1001 Dates

Polly Duff Bresnick


I'd like to go on one thousand and one dates. That would be two thousand and two breasts. Two thousand and four including my mother's. I'll go on a first date and tell the girl my mother was the first lady. And the girl will say, Your father's the president? And I'll say, No. I mean something different. I'll try to explain and then I'll understand that even if the girl doesn't get the joke, I won't hold it against her. And then I'll ask her, in earnest, "If I told you you had a beautiful body, would you hold it against me?" And she'll blush, and I'll admit, in earnest, that someone once did hold it against me, roughed me up against the broad side of a paint-chipped old barn. I'll say her aim was terrible. Couldn't hit the broad side of a paint-chipped old barn that we all imagined falling over if anything ever did manage to hit it. If I can get a first date with one of the cashier girls at Dress Barn, I'll ask her if she was raised in a barn.

I'll tell a girl on a date that looks aren't everything; that it's who you know that really counts, because I know this is how to get into a real woman's pantyhose. I'll say, Who does a guy gotta tickle to get some service around here? I'll turn to a girl and say, You?

I like to sashay through aisles of nylon and rayon and polyester at Dress Barn. I like to smell the bosomy perfumes of one thousand and one scarves and then stuff one down the front of my jeans to present to a girl I'm courting.

On the second date I'll confess that my mother is deeply involved in her Wiccan practices. That I grew up in the church of darkness with a kitchen full of frogs in jars and incantations. Inappropriate ablutions in the bathrooms of my childhood were said to protect me from unwanted spirits.  Incense smog souped over the port-o-potty stench of all the stewed hair-of-dog and pickled fingernails and weed-green tinctures. I'll admit it all with slurred consonants against her ear.

I'll wait till the third date to invite myself in. We'll sit on her stained couch and I'll move my hand from my dark and humid saxophone to her pale taut timpani. I'll wink and brag forth about my musical talents. I'll bore her with my ornothological pursuits. Tell her I'd like to take a peek through her binoculars if she knows what I mean, and she does.
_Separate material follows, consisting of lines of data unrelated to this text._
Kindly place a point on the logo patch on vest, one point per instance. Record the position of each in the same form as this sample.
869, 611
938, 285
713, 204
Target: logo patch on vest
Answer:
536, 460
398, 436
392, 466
I tell her to watch the birdie and then I take her picture again and again and again and again. I'm hoping to capture soul language in stop-motion, but her face stays still, and the fleet of frames, later, look like a corpse repeated or one thousand and one blind-from-birth dolls.
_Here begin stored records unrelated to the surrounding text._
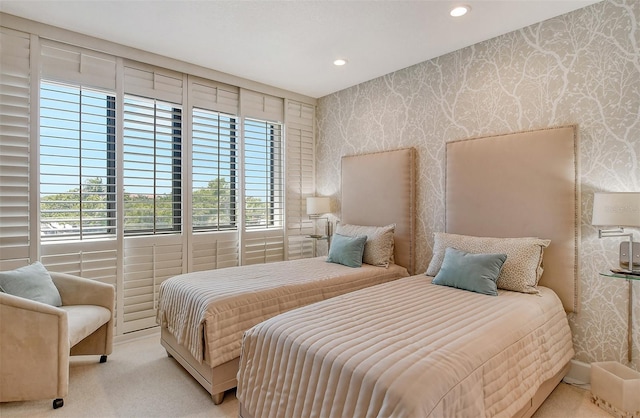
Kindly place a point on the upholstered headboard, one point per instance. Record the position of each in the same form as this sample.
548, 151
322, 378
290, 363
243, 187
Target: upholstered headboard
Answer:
379, 189
521, 185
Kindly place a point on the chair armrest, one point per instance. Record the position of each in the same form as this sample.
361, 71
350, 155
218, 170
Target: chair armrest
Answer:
34, 349
76, 290
28, 305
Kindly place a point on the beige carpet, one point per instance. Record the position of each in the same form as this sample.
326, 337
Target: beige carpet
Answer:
139, 380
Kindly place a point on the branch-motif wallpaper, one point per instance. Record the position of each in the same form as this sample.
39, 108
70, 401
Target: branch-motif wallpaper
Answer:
583, 67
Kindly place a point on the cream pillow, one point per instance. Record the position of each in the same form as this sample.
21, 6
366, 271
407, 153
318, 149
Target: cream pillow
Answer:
378, 250
520, 272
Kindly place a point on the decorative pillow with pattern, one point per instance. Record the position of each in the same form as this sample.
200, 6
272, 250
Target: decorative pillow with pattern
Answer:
378, 250
520, 272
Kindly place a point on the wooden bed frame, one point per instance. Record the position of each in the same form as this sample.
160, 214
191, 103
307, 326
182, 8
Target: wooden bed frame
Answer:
518, 185
377, 189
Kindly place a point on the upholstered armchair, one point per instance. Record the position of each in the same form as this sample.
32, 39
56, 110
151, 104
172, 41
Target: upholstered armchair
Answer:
36, 339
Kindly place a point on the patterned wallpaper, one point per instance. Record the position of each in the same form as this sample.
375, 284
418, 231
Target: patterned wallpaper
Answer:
582, 67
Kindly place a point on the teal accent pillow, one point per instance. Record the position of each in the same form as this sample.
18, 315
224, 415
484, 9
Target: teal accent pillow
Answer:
347, 250
31, 282
475, 272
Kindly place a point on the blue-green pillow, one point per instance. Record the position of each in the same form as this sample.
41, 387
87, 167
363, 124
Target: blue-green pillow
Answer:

Our penultimate date falls on my mother's birthday, which falls on the Autumnal Equinox, which falls on Halloween. "Wouldn't it be nice," I sing to her in the broad side of daylight, "To be joined in holy mortality? Is the pageant of love so different from the pageant of death? Will you marry me, my dear, and be my gibbeted bride?" She mewls with feline aspirations. "Quit quoting Shakespeare!" She shimmies her flesh to punctuate the first syllable. Instead of correcting her, I trace the trail of a blade around my neck, then stab the finger towards her. I call my love a downy virgin. She cackles in the unflattering light of the moon. I wish we were wolves.